Uranium prices have started to edge higher, with the commodity advancing by $2 in December to close at $20.25 per lb. The 10% positive monthly movement was the first time in a while that the commodity ascended. So far in January, uranium is unchanged.
Uranium fell from $35 per lb. at the start of 2016 as the near-term demand for the commodity sunk. Uranium has been in the doldrums since the 2011 Fukushima nuclear disaster dented demand for the commodity. Analysts have remained long-term bulls on uranium prices, continuously expecting a recovery, but their bullish calls have repetitively been misses. Last year, as uranium fell to an all-time low analysts acknowledged that the recovery was taking longer than expected, but they maintained their stance that one day, the market for uranium would grow. December’s price movement for the commodity was positive, but at $20.25 the commodity is far of its historic high of $137 a pound.
Amid the negative price movement, the focus was countries idling and/or shuttering their nuclear facilities. Germany has permanently shut down eight of its 17 reactors and has pledged to close the rest by the end of 2022. Italy is also decommissioning all of its nuclear power plants.

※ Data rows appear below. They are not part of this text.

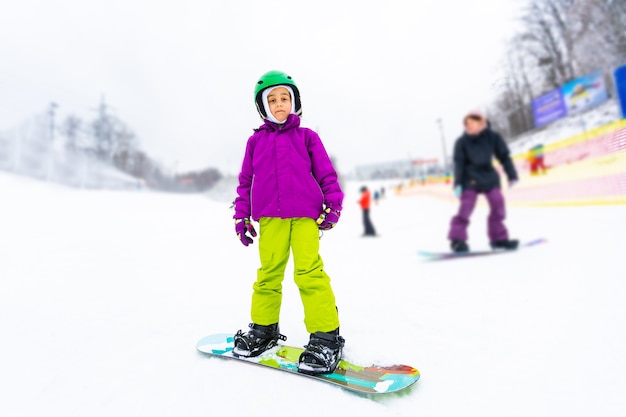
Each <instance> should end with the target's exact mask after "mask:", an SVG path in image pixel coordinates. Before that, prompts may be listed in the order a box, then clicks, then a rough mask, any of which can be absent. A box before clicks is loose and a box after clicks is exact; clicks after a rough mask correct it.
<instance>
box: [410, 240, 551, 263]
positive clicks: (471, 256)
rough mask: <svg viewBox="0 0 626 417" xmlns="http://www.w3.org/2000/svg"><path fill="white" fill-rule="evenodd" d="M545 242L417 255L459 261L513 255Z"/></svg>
mask: <svg viewBox="0 0 626 417" xmlns="http://www.w3.org/2000/svg"><path fill="white" fill-rule="evenodd" d="M545 242H547V240H546V239H543V238H541V239H535V240H531V241H529V242H525V243H521V244H520V245H519V247H518V248H517V249H516V250H483V251H473V252H472V251H470V252H429V251H418V252H417V253H418V254H419V255H420V256H423V257H424V258H427V260H429V261H444V260H446V259H459V258H471V257H475V256H486V255H501V254H503V253H513V252H516V251H517V250H520V249H524V248H528V247H531V246H535V245H538V244H540V243H545Z"/></svg>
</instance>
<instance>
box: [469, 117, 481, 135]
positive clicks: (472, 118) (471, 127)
mask: <svg viewBox="0 0 626 417" xmlns="http://www.w3.org/2000/svg"><path fill="white" fill-rule="evenodd" d="M484 128H485V121H484V120H476V119H474V118H471V117H467V118H466V119H465V131H466V132H467V133H468V134H469V135H477V134H479V133H480V132H481V131H482V130H483V129H484Z"/></svg>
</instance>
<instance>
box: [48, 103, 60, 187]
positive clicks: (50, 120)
mask: <svg viewBox="0 0 626 417" xmlns="http://www.w3.org/2000/svg"><path fill="white" fill-rule="evenodd" d="M57 107H59V105H58V104H57V103H55V102H54V101H51V102H50V107H48V115H49V116H50V142H49V143H48V166H47V169H46V181H50V180H51V179H52V173H53V170H54V157H55V143H54V112H55V110H56V108H57Z"/></svg>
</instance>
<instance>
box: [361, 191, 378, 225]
mask: <svg viewBox="0 0 626 417" xmlns="http://www.w3.org/2000/svg"><path fill="white" fill-rule="evenodd" d="M371 201H372V195H371V193H370V191H369V190H368V189H367V187H366V186H363V187H361V198H360V199H359V205H360V206H361V211H362V212H363V226H364V227H365V232H364V233H363V236H376V230H374V225H373V224H372V221H371V220H370V206H371Z"/></svg>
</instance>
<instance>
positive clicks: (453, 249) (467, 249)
mask: <svg viewBox="0 0 626 417" xmlns="http://www.w3.org/2000/svg"><path fill="white" fill-rule="evenodd" d="M450 249H452V252H454V253H462V252H469V245H468V244H467V242H465V241H464V240H458V239H454V240H452V241H450Z"/></svg>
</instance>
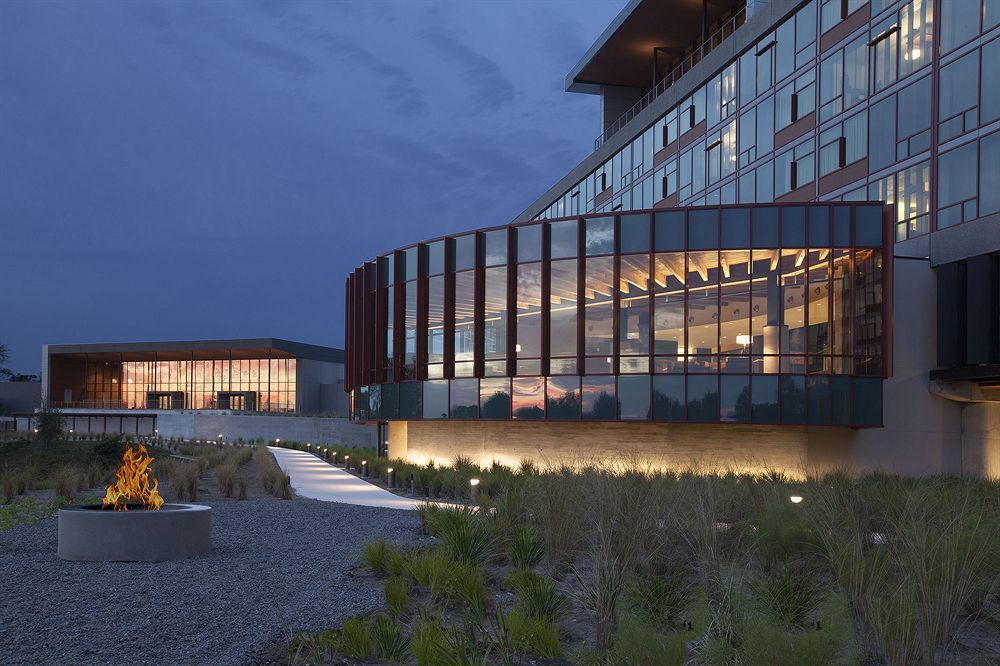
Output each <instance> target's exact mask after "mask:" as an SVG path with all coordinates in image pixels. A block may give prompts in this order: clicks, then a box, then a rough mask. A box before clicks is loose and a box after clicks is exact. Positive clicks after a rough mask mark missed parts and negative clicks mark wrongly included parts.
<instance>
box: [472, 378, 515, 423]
mask: <svg viewBox="0 0 1000 666" xmlns="http://www.w3.org/2000/svg"><path fill="white" fill-rule="evenodd" d="M479 417H480V418H483V419H509V418H510V380H509V379H506V378H493V379H481V380H480V381H479Z"/></svg>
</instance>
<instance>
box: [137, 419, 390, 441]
mask: <svg viewBox="0 0 1000 666" xmlns="http://www.w3.org/2000/svg"><path fill="white" fill-rule="evenodd" d="M156 428H157V429H158V430H159V431H160V432H159V435H160V436H161V437H180V438H183V439H215V438H216V437H217V436H218V435H219V433H222V435H223V438H224V439H225V440H227V441H233V440H236V439H238V438H240V437H242V438H243V439H244V440H247V441H251V440H255V439H257V438H263V439H265V440H274V439H278V438H280V439H283V440H287V441H296V442H316V443H322V444H341V443H343V444H350V445H352V446H371V447H374V446H375V438H376V430H375V426H367V425H361V424H358V423H351V422H350V421H348V420H346V419H339V418H328V417H319V416H268V415H256V414H227V413H225V412H211V411H199V412H175V411H162V412H158V413H157V418H156Z"/></svg>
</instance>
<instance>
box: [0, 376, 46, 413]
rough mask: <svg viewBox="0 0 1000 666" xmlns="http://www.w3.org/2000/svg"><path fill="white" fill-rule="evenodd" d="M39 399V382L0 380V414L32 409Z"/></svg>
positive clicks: (40, 386)
mask: <svg viewBox="0 0 1000 666" xmlns="http://www.w3.org/2000/svg"><path fill="white" fill-rule="evenodd" d="M41 400H42V384H41V382H0V414H13V413H14V412H30V411H33V410H34V409H35V408H36V407H39V406H40V405H41Z"/></svg>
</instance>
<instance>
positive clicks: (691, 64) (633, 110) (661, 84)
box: [594, 5, 747, 150]
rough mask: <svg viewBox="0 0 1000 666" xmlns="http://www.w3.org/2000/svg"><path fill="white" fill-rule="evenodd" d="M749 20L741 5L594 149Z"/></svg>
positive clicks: (597, 146) (598, 138)
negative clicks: (738, 9) (738, 10)
mask: <svg viewBox="0 0 1000 666" xmlns="http://www.w3.org/2000/svg"><path fill="white" fill-rule="evenodd" d="M746 21H747V8H746V5H744V6H743V7H740V9H739V11H737V12H736V13H735V14H733V15H732V16H731V17H729V19H727V20H726V22H725V23H723V24H722V25H721V26H720V27H719V28H718V29H717V30H716V31H715V32H713V33H712V34H711V35H709V36H708V37H706V38H705V41H704V42H702V43H701V44H699V45H697V46H696V47H695V48H694V50H692V51H691V53H689V54H688V55H687V56H685V58H684V59H683V60H681V62H680V63H678V64H677V65H676V66H675V67H674V68H673V69H672V70H671V71H670V73H669V74H667V75H666V76H664V77H663V78H662V79H660V82H659V83H657V84H656V86H655V87H654V88H653V89H652V90H650V91H649V92H648V93H646V94H645V95H643V96H642V97H640V98H639V101H637V102H636V103H635V104H633V105H632V108H630V109H629V110H628V111H626V112H625V113H623V114H622V115H621V116H620V117H619V118H618V119H617V120H615V121H614V122H613V123H611V124H610V125H608V126H607V127H606V128H605V129H604V131H603V132H602V133H601V135H600V136H598V137H597V138H596V139H594V150H597V149H598V148H600V147H601V145H603V144H604V142H605V141H607V140H608V139H610V138H611V137H612V136H614V135H615V134H617V133H618V131H619V130H620V129H621V128H623V127H625V125H627V124H628V123H629V121H631V120H632V119H633V118H635V117H636V116H637V115H639V113H640V112H642V110H643V109H645V108H646V107H647V106H649V105H650V104H652V103H653V100H655V99H656V98H657V97H659V96H660V95H662V94H663V93H664V92H666V90H667V88H669V87H670V86H672V85H674V84H675V83H677V82H678V81H679V80H680V79H681V77H682V76H684V75H685V74H687V73H688V72H689V71H691V68H693V67H694V66H695V65H697V64H698V63H699V62H701V61H702V60H703V59H704V58H705V56H706V55H708V54H709V53H711V52H712V51H714V50H715V49H716V48H718V47H719V45H720V44H722V42H724V41H725V40H727V39H729V37H731V36H732V34H733V33H734V32H736V30H737V29H738V28H739V27H740V26H742V25H743V24H744V23H746Z"/></svg>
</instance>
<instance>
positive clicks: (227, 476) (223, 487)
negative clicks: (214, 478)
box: [215, 462, 240, 497]
mask: <svg viewBox="0 0 1000 666" xmlns="http://www.w3.org/2000/svg"><path fill="white" fill-rule="evenodd" d="M239 476H240V473H239V470H238V469H237V468H236V465H235V464H234V463H231V462H229V463H225V464H223V465H219V466H218V468H216V470H215V480H216V482H218V484H219V492H221V493H222V494H223V495H225V496H226V497H232V496H233V491H234V490H235V489H236V482H237V480H238V479H239Z"/></svg>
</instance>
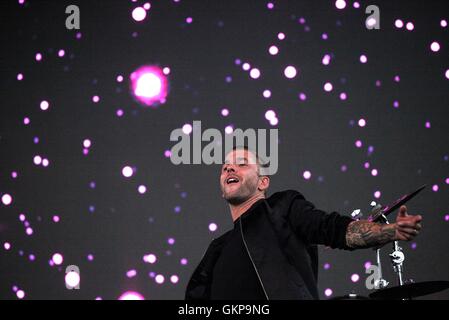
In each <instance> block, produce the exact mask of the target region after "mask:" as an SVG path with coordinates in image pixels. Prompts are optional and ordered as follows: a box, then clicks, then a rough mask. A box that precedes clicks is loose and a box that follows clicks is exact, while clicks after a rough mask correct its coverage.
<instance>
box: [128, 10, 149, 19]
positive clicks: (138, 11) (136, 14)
mask: <svg viewBox="0 0 449 320" xmlns="http://www.w3.org/2000/svg"><path fill="white" fill-rule="evenodd" d="M131 15H132V17H133V19H134V20H136V21H137V22H140V21H143V20H144V19H145V18H146V16H147V11H146V10H145V9H144V8H142V7H137V8H135V9H134V10H133V11H132V14H131Z"/></svg>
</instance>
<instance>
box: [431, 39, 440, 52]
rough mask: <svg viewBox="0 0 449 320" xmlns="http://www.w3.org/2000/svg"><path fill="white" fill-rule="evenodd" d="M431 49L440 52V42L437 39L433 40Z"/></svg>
mask: <svg viewBox="0 0 449 320" xmlns="http://www.w3.org/2000/svg"><path fill="white" fill-rule="evenodd" d="M430 50H432V51H433V52H438V51H440V44H439V43H438V42H436V41H434V42H432V43H431V44H430Z"/></svg>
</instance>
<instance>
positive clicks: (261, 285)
mask: <svg viewBox="0 0 449 320" xmlns="http://www.w3.org/2000/svg"><path fill="white" fill-rule="evenodd" d="M239 222H240V233H241V235H242V240H243V244H244V245H245V249H246V252H248V256H249V260H251V263H252V264H253V267H254V270H255V271H256V275H257V278H258V279H259V282H260V285H261V286H262V290H263V293H264V294H265V298H267V300H270V299H269V298H268V294H267V292H266V291H265V286H264V285H263V282H262V279H261V278H260V275H259V272H258V271H257V268H256V264H255V263H254V261H253V258H252V257H251V254H250V253H249V249H248V246H247V244H246V241H245V237H244V236H243V226H242V219H240V221H239Z"/></svg>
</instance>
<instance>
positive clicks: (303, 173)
mask: <svg viewBox="0 0 449 320" xmlns="http://www.w3.org/2000/svg"><path fill="white" fill-rule="evenodd" d="M302 176H303V178H304V179H306V180H309V179H310V178H311V177H312V173H311V172H310V171H308V170H306V171H304V172H303V174H302Z"/></svg>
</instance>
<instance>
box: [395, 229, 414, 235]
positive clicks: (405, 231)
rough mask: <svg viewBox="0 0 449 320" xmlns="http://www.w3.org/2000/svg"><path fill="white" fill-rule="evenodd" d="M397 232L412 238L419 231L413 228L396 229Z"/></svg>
mask: <svg viewBox="0 0 449 320" xmlns="http://www.w3.org/2000/svg"><path fill="white" fill-rule="evenodd" d="M398 231H399V232H402V233H407V234H409V235H412V236H416V235H418V234H419V230H416V229H414V228H400V229H398Z"/></svg>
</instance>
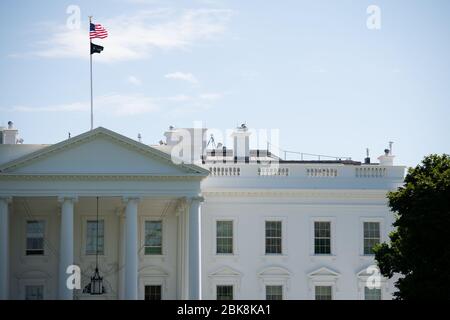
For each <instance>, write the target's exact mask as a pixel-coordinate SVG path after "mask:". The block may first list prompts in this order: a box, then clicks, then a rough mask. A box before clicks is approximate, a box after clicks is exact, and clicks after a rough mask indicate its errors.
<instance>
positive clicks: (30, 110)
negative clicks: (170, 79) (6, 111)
mask: <svg viewBox="0 0 450 320" xmlns="http://www.w3.org/2000/svg"><path fill="white" fill-rule="evenodd" d="M94 109H95V110H104V111H107V112H109V113H112V114H114V115H117V116H129V115H139V114H145V113H151V112H156V111H158V110H159V106H158V105H157V104H156V102H155V99H153V98H150V97H147V96H144V95H139V94H134V95H122V94H116V93H113V94H109V95H103V96H100V97H98V98H95V99H94ZM3 110H5V111H12V112H79V111H86V112H87V111H88V110H90V102H89V101H85V102H74V103H68V104H60V105H54V106H47V107H29V106H14V107H12V108H3Z"/></svg>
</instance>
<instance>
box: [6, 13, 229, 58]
mask: <svg viewBox="0 0 450 320" xmlns="http://www.w3.org/2000/svg"><path fill="white" fill-rule="evenodd" d="M232 14H233V12H232V11H231V10H226V9H190V10H184V11H177V10H171V9H158V10H142V11H139V12H138V13H136V14H134V15H121V16H117V17H114V18H111V19H101V18H99V19H96V22H100V23H102V25H103V26H104V27H105V28H106V29H107V30H108V34H109V36H108V38H106V39H103V40H100V39H95V40H94V41H95V43H98V44H100V45H103V46H104V47H105V49H104V51H103V52H102V53H101V54H100V55H101V58H100V57H97V56H98V55H95V58H94V59H96V60H97V61H98V62H111V61H123V60H132V59H143V58H148V57H150V56H151V55H152V53H153V52H154V51H155V50H187V49H189V48H191V47H192V46H193V45H195V44H196V43H198V42H202V41H208V40H213V39H216V38H217V37H218V36H220V35H221V34H223V33H224V32H225V30H226V26H227V24H228V22H229V20H230V18H231V16H232ZM84 24H86V23H84ZM46 28H47V29H48V30H45V31H44V32H45V33H47V34H50V35H49V37H48V38H47V39H45V40H43V41H40V42H39V43H37V45H38V48H40V49H38V50H37V51H35V52H33V54H35V55H38V56H41V57H46V58H84V59H88V58H89V42H88V32H87V27H85V28H83V29H79V30H69V29H68V28H67V27H66V26H65V25H61V26H53V27H48V26H47V27H46ZM13 55H14V54H13Z"/></svg>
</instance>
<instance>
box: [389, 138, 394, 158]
mask: <svg viewBox="0 0 450 320" xmlns="http://www.w3.org/2000/svg"><path fill="white" fill-rule="evenodd" d="M393 144H394V142H393V141H389V153H390V154H391V155H392V145H393Z"/></svg>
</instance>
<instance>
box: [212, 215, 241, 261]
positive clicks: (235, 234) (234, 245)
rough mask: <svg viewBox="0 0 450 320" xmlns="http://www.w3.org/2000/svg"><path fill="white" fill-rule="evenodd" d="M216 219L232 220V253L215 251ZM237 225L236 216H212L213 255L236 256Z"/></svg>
mask: <svg viewBox="0 0 450 320" xmlns="http://www.w3.org/2000/svg"><path fill="white" fill-rule="evenodd" d="M217 221H232V222H233V253H217ZM237 225H238V218H236V217H227V216H216V217H214V218H213V238H214V239H213V247H212V255H213V256H214V257H216V258H217V257H219V258H220V257H238V256H239V249H238V246H237V244H238V241H237V235H238V232H237Z"/></svg>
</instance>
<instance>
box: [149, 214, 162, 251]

While that is a negative for near-term demand, over the long run nuclear expansions will more than compensate.
Sixty new nuclear plants are currently under construction and world nuclear power generation increased by 1.3% in 2016 after a 10-year decline. Nuclear power is not going away, it is simply shifting. Last year’s growth was propelled by Asia. China led the charge, increasing its nuclear generation by almost 30%, passing Korea to become the world’s fourth-largest producer of nuclear power. Going forward China will add even more nuclear plants as the country moves to reduce its dependence on coal. China plans to double nuclear capacity to at least 58 GWe by 2020-21, and up to 150 GWe by 2030.